BlackBerry — BlackBerry lost 3 cents per share for its latest quarter, smaller than the 10-cent loss that analysts were expecting. Revenue was well below Street estimates, but BlackBerry said its software and services revenue more than doubled over the past year.

Starwood Hotels — China's Anbang withdrew its $14 billion takeover bid for Starwood, leaving the company free to go ahead with its planned merger with hotel rival Marriott.

TerraForm Power — David Tepper's Appaloosa reports a 10.88 percent stake in the SunEdison "yieldco," up from the prior 9.5 percent. Terraform is one of two spin-offs that holds assets from the solar power company; its CEO departed earlier this week for unknown reasons.

Urban Outfitters — Urban Outfitters gave an upbeat outlook for the current quarter, with the apparel retailer saying it sees low single-digit increases in comparable sales.

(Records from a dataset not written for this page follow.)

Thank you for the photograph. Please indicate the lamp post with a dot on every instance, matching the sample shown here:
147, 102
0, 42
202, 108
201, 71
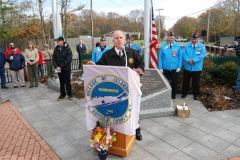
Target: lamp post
92, 25
159, 22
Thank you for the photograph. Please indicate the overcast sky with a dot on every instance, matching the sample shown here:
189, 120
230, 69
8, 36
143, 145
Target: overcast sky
172, 9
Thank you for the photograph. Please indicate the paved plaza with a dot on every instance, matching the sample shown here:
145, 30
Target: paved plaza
60, 126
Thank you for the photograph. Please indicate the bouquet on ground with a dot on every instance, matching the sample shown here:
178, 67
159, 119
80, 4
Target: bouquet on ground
102, 135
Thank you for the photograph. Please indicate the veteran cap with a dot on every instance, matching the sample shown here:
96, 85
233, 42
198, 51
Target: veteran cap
195, 34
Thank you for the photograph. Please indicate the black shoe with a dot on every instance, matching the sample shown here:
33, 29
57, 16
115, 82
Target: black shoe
195, 97
70, 97
5, 87
138, 134
183, 96
60, 98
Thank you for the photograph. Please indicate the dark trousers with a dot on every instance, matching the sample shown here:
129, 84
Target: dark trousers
2, 75
172, 74
80, 61
195, 82
40, 70
33, 73
64, 79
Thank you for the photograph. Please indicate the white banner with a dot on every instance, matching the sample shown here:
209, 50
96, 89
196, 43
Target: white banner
114, 91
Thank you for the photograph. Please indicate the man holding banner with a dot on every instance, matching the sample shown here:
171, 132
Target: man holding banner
121, 56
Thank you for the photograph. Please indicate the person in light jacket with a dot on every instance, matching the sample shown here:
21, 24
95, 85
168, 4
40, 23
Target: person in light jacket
129, 43
99, 51
31, 56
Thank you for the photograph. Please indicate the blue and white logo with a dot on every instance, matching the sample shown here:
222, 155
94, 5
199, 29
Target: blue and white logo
109, 94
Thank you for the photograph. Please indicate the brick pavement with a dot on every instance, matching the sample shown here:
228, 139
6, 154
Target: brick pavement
18, 139
234, 158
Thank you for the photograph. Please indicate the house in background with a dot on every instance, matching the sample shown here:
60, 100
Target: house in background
135, 35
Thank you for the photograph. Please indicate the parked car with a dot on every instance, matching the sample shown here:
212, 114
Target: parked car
184, 40
179, 39
201, 40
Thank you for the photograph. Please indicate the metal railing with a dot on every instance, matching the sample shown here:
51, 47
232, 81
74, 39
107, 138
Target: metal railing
74, 66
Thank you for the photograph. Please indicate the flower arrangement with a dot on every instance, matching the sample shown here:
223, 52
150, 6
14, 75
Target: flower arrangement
102, 135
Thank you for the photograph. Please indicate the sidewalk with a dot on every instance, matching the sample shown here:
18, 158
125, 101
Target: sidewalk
61, 124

Marvell Technology — Marvell will miss the deadline to file its annual report for the just-ended fiscal year, and the chipmaker also said it would report an annual loss as revenue drops.

Tesla — The automaker unveiled its new Model 3, which it plans to start producing in 2017 at a list price of $35,000. More than 150,000 customers put down $1,000 deposits on the car, exceeding analyst expectations.

Regeneron, Sanofi — Regeneron and Sanofi say their experimental eczema treatment was highly effective in two large trials, with no serious side effects. The two drugmakers plan to seek U.S. approval for the injectable drug.

Facebook — Facebook's "Free Basics" Internet service was blocked in Egypt late in 2015, according to Reuters. That followed Facebook's refusal to give the government the ability to spy on users.

Progressive Insurance — Progressive will be ride-service provider Uber's insurance company in Texas, breaking a trend which had seen Uber buy insurance solely from James River Group.

Endo International — Endo was accused by the FTC of paying rivals to delay generic competition against two of its biggest drugs. Endo said it was disappointed by the action and intends to vigorously defend itself.

Navistar — The truck maker settled SEC charges that it misled investors about whether or not one of its new truck engines would meet U.S. emission standards. Navistar paid $7.5 million in the settlement, without admitting to or denying the charges.

Netflix — Netflix will not be investigated by the FCC for so-called "throttling," according to FCC Chairman Tom Wheeler. He said the streaming service's actions were "outside" the net neutrality rules adopted late last year.

Yahoo — Yahoo is losing yet another major executive, according to Re/code, with senior vice president of talent acquisition Sandy Gould departing for an unknown destination.